I want to replace an existing random number based data generator (in Python) with a hash based one so that it no longer needs to generate everything in sequence, as inspired by this article.
I can create a float from 0 to 1 by taking the integer version of the hash and dividing it by the maximum value of a hash.
I can create a flat integer range by taking the float and multiplying by the flat range. I could probably use modulo and live with the bias, as the hash range is large and my flat ranges are small.
How could I use the hash to create a gaussian or normal distributed floating point value?
For all of these cases, would I be better off just using my hash as a seed for a new random.Random object and using the functions in that class to generate my numbers and rely on them to get the distribution characteristics right?
At the moment, my code is structured like this:
num_people = randint(1,100)
people = [dict() for x in range(num_people)]
for person in people:
person['surname'] = choice(surname_list)
person['forename'] = choice(forename_list)
The problem is that for a given seed to be consistent, I have to generate all the people in the same order, and I have to generate the surname then the forename. If I add a middle name in between the two then the generated forenames will change, as will all the names of all the subsequent people.

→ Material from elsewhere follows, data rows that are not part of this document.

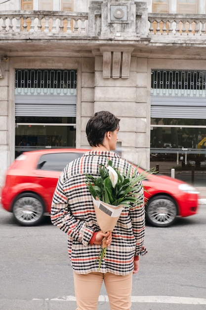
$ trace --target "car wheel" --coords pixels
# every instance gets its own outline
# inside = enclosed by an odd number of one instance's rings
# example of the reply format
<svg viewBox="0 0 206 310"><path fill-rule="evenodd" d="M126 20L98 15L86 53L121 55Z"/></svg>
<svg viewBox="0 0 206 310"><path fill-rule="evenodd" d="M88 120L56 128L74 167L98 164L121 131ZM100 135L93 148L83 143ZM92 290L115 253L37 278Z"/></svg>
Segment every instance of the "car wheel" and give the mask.
<svg viewBox="0 0 206 310"><path fill-rule="evenodd" d="M167 227L173 224L177 215L177 207L171 197L166 195L151 198L145 207L146 218L156 227Z"/></svg>
<svg viewBox="0 0 206 310"><path fill-rule="evenodd" d="M43 219L43 203L37 195L23 193L15 199L13 214L15 220L22 226L34 226Z"/></svg>

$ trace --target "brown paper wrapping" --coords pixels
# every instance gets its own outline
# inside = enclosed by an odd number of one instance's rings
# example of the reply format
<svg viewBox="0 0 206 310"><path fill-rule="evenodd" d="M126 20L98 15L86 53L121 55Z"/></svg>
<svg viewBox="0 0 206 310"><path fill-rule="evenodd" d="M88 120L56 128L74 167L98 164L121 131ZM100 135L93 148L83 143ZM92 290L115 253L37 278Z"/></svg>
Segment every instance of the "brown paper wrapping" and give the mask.
<svg viewBox="0 0 206 310"><path fill-rule="evenodd" d="M98 202L102 203L101 201L99 201L97 197L96 198L96 200L93 199L93 203L94 207L94 210L95 211L96 220L101 230L103 233L106 233L107 231L112 231L115 228L115 226L117 222L118 221L119 218L120 216L120 214L119 216L117 216L115 217L112 217L109 214L105 213L102 210L99 209L98 207L95 205L95 201L97 201ZM123 206L120 205L117 207L113 206L111 205L109 205L108 204L105 204L105 203L102 203L104 205L106 205L108 206L110 208L112 209L118 209L122 208L123 207Z"/></svg>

I want to structure the code like this:
h1_groupseed=1
h2_peoplecount=1
h2_people=2
h4_surname=1
h4_forename=2
num_people = pghash([h1_groupseed,h2_peoplecount]).hashint(1,100)
people = [dict() for x in range(num_people)]

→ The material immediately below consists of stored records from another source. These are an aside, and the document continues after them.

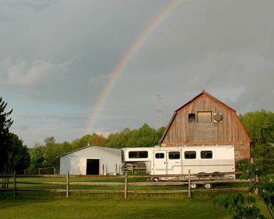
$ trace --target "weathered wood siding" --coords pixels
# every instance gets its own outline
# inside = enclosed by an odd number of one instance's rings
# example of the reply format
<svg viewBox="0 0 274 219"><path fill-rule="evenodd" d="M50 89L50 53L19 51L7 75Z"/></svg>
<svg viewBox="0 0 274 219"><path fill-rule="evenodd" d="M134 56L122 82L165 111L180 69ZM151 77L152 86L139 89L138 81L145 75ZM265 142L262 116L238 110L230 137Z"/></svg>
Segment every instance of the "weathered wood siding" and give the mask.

for h3_index, person in enumerate(people,1):
person['surname'] = surname_list[pghash([h1_groupseed,h2_people,h3_index,h4_surname]).hashint(0, num_of_surnames - 1)]
person['forename'] = forename_list[pghash([h1_groupseed,h2_people,h3_index,h4_forename]).hashint(0, num_of_forenames - 1)]
This would use the values passed to pghash to generate a hash, and use that hash to somehow create the pseudorandom result.